Belém has a modern appearance with tree-lined streets, several plazas and public gardens, and many noteworthy buildings. The north’s leading educational and cultural center, it is the seat of a bishopric, and its cathedral (Igreja da Sé, founded in 1917) is one of Brazil’s largest. Santo Alexandre, the oldest of Belém’s churches, was built in 1616. The Museu (museum) Paraense Emílio Goeldi, the Teatro da Paz (a classical theatre), and the public library and archives are other notable institutions. The Universidade Federal do Pará (1957), a teacher-training school, an agricultural institute, and an institute for research on tropical diseases are also in the city. The Ver-o-Peso (Portuguese: “see the weight”) market in the old port centre is a major tourist attraction. The city is also home to a large football stadium, the Estádio Olímpico do Pará.

 

Transport

Airports

Belém International Airport (Val de Cans) is the major airport serving the city of Belém. The building design uses plane curves on its roof to permit light to enter its entire large terminal hall. The architect Sérgio Parada used adopted multiple-use totems integrated with light projectors, a sound system, air conditioning, and public telephones. Currently Belém International Airport serves 2.7 million passengers a year, in a constructed area of 33,255.17 square metres (357,955.67 square feet). Traditionally called Val-de-Cães Airport, it is responsible for increasing tourism in the Amazon region, as well as for the outflow of products and attracting new investments.
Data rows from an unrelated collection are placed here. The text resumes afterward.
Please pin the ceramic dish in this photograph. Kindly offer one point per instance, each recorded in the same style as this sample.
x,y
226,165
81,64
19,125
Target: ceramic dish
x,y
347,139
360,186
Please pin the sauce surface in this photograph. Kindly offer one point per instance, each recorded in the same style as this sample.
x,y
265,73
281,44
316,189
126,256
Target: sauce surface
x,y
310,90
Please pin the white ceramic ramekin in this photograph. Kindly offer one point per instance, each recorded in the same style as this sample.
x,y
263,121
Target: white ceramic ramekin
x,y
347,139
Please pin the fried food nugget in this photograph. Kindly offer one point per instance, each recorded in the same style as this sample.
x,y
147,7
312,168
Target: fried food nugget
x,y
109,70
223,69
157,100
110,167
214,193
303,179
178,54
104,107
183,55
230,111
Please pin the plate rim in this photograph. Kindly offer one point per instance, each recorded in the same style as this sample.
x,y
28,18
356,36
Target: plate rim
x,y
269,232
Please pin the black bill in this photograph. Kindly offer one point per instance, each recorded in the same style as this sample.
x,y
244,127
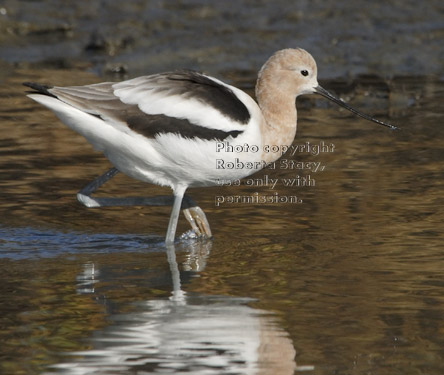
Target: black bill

The passenger terminal is fully air conditioned on two levels and has “futuristic” architecture, designed to take advantage of natural lighting. People with special needs have individualized service with own equipment at specific locations to facilitate their access. The terminal’s interior is decorated with plants native to the Amazon region and is enclosed by a source able to imitate the sound of the rains that fall every day in the region. The smaller Brig. Protásio de Oliveira Airport (Júlio César) also administrated by Infraero, is used for general aviation.

Highways

BR-316 is the major access highway for those coming from the Northeastern Brazil. For visitors from the Southern, Southeastern, and Mid-Eastern Regions, the best route is BR-010, which originates in Brasília in the South, and also PA-150, a route that links Belém to Southern Pará.

Waterways

Belém can be reached by the Tocantins River and Amazon’s River and by the Atlantic Ocean. The city of Belém has been referenced in the opening episode of the TV series No Ordinary Family, where Powell’s go for a family vacation.

 

Vegetation

The Amazon represents more than half the planet’s remaining rain-forests and comprises the largest and most species-rich tract of tropical rain forest in the world. Wet tropical forests are the most species-rich biome, and tropical forests in the Americas are consistently more species rich than the wet forests in Africa and Asia. As the largest tract of tropical rain-forest in the Americas, the Amazonian rain-forests have unparalleled biodiversity. More than one-third of all species in the world live in the Amazon Rain-forest.